[vox-tech] shell script challenge
Shawn P. Neugebauer
vox-tech@lists.lugod.org
Wed, 7 Aug 2002 21:22:55 -0700
On Wednesday 07 August 2002 08:35 pm, Micah Cowan wrote:
> GNU Linux writes:
> > On Wed, Aug 07, 2002 at 12:20:14PM -0700, Chris McKenzie wrote:
> > > I'm using cygwin and I was given the request by my boss to remove all
> > > duplicate files from the server
> > > the server is on the x: drive of the windows machine which means that
> > > cygwin saw it as /cygwin/x
> > > I forget exactly what command I ran toget checksums.txt
> > > but it is in the format
> > >
> > > <checksum> *x:<filename>
> > >
> > > The challenge is to find the duplicate checksums and print the file
> > > name of those checksums.

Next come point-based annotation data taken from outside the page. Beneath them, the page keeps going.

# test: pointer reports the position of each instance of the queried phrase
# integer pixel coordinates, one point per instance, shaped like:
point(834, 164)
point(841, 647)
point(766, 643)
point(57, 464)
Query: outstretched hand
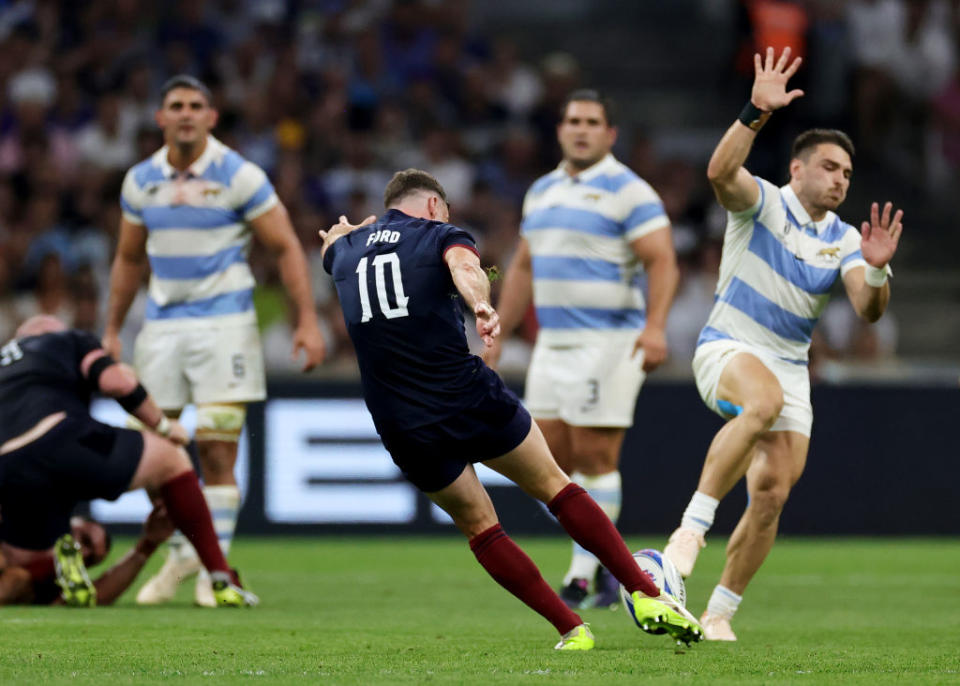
point(488, 323)
point(342, 228)
point(770, 81)
point(879, 236)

This is tricky because the directories
> > > contain spaces
> >
> > md5 is a better way to go than checksums.
>
> Er... no. MD5 *is* a checksum.
his point is valid, even if the semantics are confusing:
* md5 is a cryptographic hash function. it was designed so that two inputs
would collide with incredibly small probability *and* such collisions would
be very difficult to find. md5sum uses it to produce a value that can act
as a "checksum" for a file or other input data. for most purposes, it can
be assumed that two inputs producing the same md5 "checksum" are identical.
* sum also produces a value that can act as a "checksum," but it is far
from cryptographically secure. no doubt it has a much higher probability of
collision.
the implication is that two inputs producing the same sum "checksum" have a
higher probability of actually being different than two inputs producing the
same md5 "checksum".
shawn.